Awam masih mengaitkan hepatitis dengan penyakit kuning. Padahal, kuning hanyalah salah satu gejala hepatitis. "Namun tidak setiap penyakit kuning itu pasti hepatitis. Banyak pasien yang tidak pernah mengalami penyakit kuning namun saat diperiksa darahnya, terindikasi mengidap Hepatitis. Kalau dilihat dari kuningnya, yang khas kuning akibat penyakit liver adalah bagian putih mata pasien menguning," terang Irsan Hasan di Jakarta, Minggu (6/8) lalu.

Kalau kulit Anda menguning tapi putih mata tidak menguning, itu bukan Hepatitis.
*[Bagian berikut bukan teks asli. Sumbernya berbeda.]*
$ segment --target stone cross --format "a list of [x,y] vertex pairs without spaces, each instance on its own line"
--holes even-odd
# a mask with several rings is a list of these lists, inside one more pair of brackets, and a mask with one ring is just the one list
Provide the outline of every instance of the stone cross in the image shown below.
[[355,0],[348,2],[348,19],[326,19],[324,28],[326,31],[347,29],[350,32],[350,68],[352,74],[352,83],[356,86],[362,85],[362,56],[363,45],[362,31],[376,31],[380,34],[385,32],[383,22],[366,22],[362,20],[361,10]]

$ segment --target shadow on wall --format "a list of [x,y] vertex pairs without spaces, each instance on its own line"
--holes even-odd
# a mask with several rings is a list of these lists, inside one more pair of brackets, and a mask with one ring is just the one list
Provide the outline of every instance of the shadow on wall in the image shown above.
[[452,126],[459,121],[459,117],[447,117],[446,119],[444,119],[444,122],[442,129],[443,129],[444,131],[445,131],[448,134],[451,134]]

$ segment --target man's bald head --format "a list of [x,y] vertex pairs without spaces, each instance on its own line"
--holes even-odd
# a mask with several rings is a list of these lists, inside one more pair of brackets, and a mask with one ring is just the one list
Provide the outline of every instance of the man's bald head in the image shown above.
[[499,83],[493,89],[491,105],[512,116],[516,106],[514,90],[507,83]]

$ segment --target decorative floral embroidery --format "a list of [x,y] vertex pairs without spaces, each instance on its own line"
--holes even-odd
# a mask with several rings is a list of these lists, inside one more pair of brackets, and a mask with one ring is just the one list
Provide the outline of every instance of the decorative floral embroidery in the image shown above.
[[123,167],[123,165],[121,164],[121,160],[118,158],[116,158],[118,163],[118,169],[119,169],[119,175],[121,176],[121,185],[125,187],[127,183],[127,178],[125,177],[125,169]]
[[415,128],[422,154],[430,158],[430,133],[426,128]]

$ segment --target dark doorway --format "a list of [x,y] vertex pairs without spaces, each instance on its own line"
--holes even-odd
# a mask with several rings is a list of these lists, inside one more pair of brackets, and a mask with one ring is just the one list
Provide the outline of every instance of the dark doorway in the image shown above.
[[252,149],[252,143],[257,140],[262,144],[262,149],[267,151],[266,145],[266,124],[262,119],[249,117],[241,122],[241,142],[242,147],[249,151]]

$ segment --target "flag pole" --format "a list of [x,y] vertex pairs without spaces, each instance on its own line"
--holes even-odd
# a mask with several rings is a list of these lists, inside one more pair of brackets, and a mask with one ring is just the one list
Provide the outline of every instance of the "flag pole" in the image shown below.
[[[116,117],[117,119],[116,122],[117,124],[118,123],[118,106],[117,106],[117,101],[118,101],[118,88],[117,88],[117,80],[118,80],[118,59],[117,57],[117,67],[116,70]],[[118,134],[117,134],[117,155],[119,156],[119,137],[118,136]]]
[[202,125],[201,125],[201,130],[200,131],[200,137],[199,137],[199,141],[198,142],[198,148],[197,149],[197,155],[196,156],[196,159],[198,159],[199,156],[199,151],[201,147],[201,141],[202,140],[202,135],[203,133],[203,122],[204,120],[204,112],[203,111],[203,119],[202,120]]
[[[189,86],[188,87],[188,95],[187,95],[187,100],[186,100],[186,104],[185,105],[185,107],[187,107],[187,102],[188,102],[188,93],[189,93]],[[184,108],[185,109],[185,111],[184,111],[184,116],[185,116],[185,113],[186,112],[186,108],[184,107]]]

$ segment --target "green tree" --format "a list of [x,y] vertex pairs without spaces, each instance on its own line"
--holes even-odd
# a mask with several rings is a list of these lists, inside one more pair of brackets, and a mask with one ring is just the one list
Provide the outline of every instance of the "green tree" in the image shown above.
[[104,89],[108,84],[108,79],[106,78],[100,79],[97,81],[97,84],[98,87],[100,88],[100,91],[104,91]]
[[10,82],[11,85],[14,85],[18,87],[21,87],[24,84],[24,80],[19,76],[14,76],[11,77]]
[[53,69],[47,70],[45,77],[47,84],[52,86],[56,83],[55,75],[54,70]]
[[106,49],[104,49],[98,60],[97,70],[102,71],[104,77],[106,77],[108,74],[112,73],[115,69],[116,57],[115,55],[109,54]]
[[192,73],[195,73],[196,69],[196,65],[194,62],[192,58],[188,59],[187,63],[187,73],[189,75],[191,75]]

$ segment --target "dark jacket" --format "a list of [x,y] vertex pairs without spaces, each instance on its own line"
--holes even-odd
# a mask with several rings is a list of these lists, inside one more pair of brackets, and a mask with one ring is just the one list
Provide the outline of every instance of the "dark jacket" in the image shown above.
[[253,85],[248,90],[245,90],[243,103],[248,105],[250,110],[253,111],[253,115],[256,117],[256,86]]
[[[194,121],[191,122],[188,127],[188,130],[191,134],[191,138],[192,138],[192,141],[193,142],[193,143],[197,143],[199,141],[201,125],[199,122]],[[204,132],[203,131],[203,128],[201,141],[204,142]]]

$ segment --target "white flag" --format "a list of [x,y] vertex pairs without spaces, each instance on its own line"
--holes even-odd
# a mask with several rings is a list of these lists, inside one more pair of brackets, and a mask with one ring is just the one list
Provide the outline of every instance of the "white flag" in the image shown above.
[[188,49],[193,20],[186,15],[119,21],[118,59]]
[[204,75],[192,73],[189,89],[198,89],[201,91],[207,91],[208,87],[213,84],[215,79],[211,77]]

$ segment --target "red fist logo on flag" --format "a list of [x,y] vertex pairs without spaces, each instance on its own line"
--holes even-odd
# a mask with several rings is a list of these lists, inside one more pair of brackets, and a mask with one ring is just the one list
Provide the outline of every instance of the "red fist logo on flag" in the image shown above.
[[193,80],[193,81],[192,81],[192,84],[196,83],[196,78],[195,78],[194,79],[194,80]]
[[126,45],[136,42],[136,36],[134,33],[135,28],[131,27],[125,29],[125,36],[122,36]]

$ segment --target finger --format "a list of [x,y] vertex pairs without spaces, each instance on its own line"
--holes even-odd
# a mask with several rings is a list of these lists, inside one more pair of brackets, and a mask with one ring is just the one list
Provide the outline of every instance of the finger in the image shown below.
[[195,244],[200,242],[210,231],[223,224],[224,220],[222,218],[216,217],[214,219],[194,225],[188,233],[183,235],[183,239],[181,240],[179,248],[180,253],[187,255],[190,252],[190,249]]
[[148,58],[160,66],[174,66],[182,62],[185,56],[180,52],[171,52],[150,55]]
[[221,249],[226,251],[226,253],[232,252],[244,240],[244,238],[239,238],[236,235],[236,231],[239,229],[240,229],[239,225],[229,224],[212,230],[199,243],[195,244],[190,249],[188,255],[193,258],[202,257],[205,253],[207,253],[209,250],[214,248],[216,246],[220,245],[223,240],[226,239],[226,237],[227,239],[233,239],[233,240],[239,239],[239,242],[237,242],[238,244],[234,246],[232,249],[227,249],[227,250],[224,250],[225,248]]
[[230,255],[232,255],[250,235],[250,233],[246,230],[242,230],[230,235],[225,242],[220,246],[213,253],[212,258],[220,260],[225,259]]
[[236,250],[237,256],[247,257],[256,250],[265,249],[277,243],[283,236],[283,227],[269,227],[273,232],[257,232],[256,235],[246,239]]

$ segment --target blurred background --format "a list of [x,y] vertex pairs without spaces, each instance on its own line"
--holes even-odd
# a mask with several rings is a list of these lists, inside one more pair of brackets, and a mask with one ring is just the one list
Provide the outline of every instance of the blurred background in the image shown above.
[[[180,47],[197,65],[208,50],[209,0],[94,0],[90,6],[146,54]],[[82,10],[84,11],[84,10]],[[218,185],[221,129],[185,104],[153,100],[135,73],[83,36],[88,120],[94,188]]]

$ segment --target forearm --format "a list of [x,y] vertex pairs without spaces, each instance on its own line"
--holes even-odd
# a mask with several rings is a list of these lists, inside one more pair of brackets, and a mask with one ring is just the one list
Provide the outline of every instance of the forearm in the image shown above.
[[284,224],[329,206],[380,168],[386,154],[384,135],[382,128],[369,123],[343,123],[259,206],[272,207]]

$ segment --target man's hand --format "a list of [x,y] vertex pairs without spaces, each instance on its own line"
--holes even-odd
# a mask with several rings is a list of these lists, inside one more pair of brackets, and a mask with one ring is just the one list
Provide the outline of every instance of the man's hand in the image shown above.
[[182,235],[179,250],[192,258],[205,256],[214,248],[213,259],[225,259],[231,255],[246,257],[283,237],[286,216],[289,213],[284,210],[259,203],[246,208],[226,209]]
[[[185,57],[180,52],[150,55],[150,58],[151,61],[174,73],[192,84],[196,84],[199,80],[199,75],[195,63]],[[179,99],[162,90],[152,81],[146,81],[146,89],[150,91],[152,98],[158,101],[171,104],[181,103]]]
Bisa jadi karena terlalu banyak mengonsumsi sayur dan buah yang mengandung Betakaroten. Orang bilang banyak mengonsumsi buah dan sayur bisa memutihkan kulit. Yang dimaksud, bukan kulit memutih melainkan menguning. Irsan sering menerima pasien yang mengeluh badannya menguning dan was-was jika terkena Hepatitis, setelah diperiksa ternyata tidak.

Selain bagian putih pada mata menguning, gejala lain yakni warna urine menyerupai warna teh. "Itu pasti kena hepatitis. Kalau pipisnya bening-bening saja, Anda tidak perlu khawatir. Hepatitis ada lima jenis yakni hepatitis A, B, C, D, dan E," Irsan Hasan menambahkan. Pembedaan hepatitis menjadi A, B, C, D, E, bukan merujuk pada tingkatan kelas atau level parah.

Jadi Anda tidak perlu komplain, "Kok tiba-tiba saya mengidap hepatitis C? Kenapa tidak Hepatitis B dulu?" Irsan Hasan mengulas, "Ini bukan soal tingkatan kelas. Ini hanya penamaan. Walaupun namanya A, B, C, D, E, karakteristiknya berbeda. Hepatitis A misalnya menular lewat makanan. Hepatitis B dan C menular melalui suntikan dan transfusi darah. Hepatitis A peluang sembuhnya 99 persen. Tidak usah diberi antivirus karena memang tidak ada antivirusnya."